Geologists Nick Mortimer and Hamish Campbell think he was mistaken, and they have written Zealandia: Our Continent Revealed to prove it. The great explorer failed, they say, because Terra Australis Incognita lay under Endeavour’s hull.

“Imagine a typical continent with seem­ingly endless land in all directions. There are broad valleys and uplands, wide-open vistas across undulating plains and upstanding mountain ranges far in the distance… And there may be canyons, valleys, gorges, large depressions and basins. Now imagine this same continent under the sea, and largely drowned.”

That, say Mortimer and Campbell, is Zealandia. The landmass of New Zealand straddles its centre and, away to the north, New Caledonia marks its visible tropical extreme.

But, unlike Earth’s other six conti­nents, most of Zealandia—95 per cent to be precise—lies beneath the water. A great deal of investigative work, using an array of scientific tools and centuries of accumulated knowledge, has been required to understand and map it.

The most fundamental prerequisite, say the authors, is to understand—in terms of geology as opposed to geography—what makes a continent a continent. This hinges on its thickness, the rocks involved and, where it is below sea level, the depth at which it lies. Oceanic crust is largely composed of basalt, produced by undersea volcanoes. The thicker continental crust, by contrast, is more varied and includes granite, rhyolite, schist and greywacke. These rocks are less dense than basalt, and float higher on the soft part of the Earth’s mantle (the asthenosphere) than oceanic crust does.

Marine geology and geophysics have been key in outlining the extent of Zealandia. Scientists have retrieved continental rocks far out at sea, meas­ured the crust’s thickness and used bathymetry to trace where the edge of the continental slope meets the abyssal plain. A great advantage of this geological approach to mapping Zealandia is that its size and shape are not affected by changing sea level. The extent of Zealandia—and for that matter, of Africa, Australia and the rest—remains constant, come ice age or high water.

Nevertheless, Mortimer and Campbell vividly picture how the newly discovered continent would have looked to Kupe and Cook if the waters of the Pacific had obligingly dropped to expose its full extent.

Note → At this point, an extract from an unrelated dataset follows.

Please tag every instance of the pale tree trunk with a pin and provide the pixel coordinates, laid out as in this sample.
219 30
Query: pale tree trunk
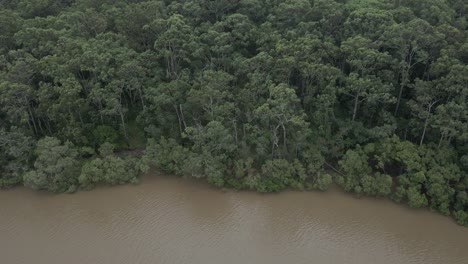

It measures 4000 kilometres in length and is 17 times the area of present-day New Zealand. When mapped, it resembles a tilted and much enlarged Britain, with New Zealand as a mountain chain running through its waist and New Caledonia—serendipi­tously, given its name­ overlaying Scotland. A river system drains southeast beneath what the authors label the Chatham Peninsula, and another river, longer than the Colorado, runs north.

Surprisingly, Charles Hursthouse, an early colonist, foreshadowed all this in his 1857 book New Zealand or Zealandia, the Britain of the South. Hursthouse was no scientist. He wrote before systematic geological surveys had begun, and largely to advance the cause of settlement. Yet he penned these astonishing words: “The geology of New Zealand adopts the theory that New Zealand is but a part of a great continent which has been submerged…”.

A century and a half later, a United Nations commission accepted New Zealand’s claim to an extended 5.857-million-square­kilometre continental shelf. By then, the name Zealandia was increasingly being used—after the example of American geosci­entist Bruce Luyendyk in 1995—to describe the continental crust on which New Zealand sits.

All well and good, but why does any of this matter? Because, say Mortimer and Campbell, the shift from “islands” to “conti­nent” has massive implications in terms of both natural resources and national identity.

“Whether we care to admit it or not, what makes or breaks nations and allows them to celebrate, preserve and promote their culture and environment instead of simply surviving off them is largely to do with access to resources… Zealandia is of continental proportions and hence its potential energy and mineral resources are of continental proportions.”

Perhaps, then, it is time for us to get better acquainted not just with the Chatham Rise, but with the vast expanses of the Campbell Plateau, the Lord Howe Rise and the Challenger Plateau. All we lack to profit from them are environmentally acceptable techniques and extraction technologies we can afford.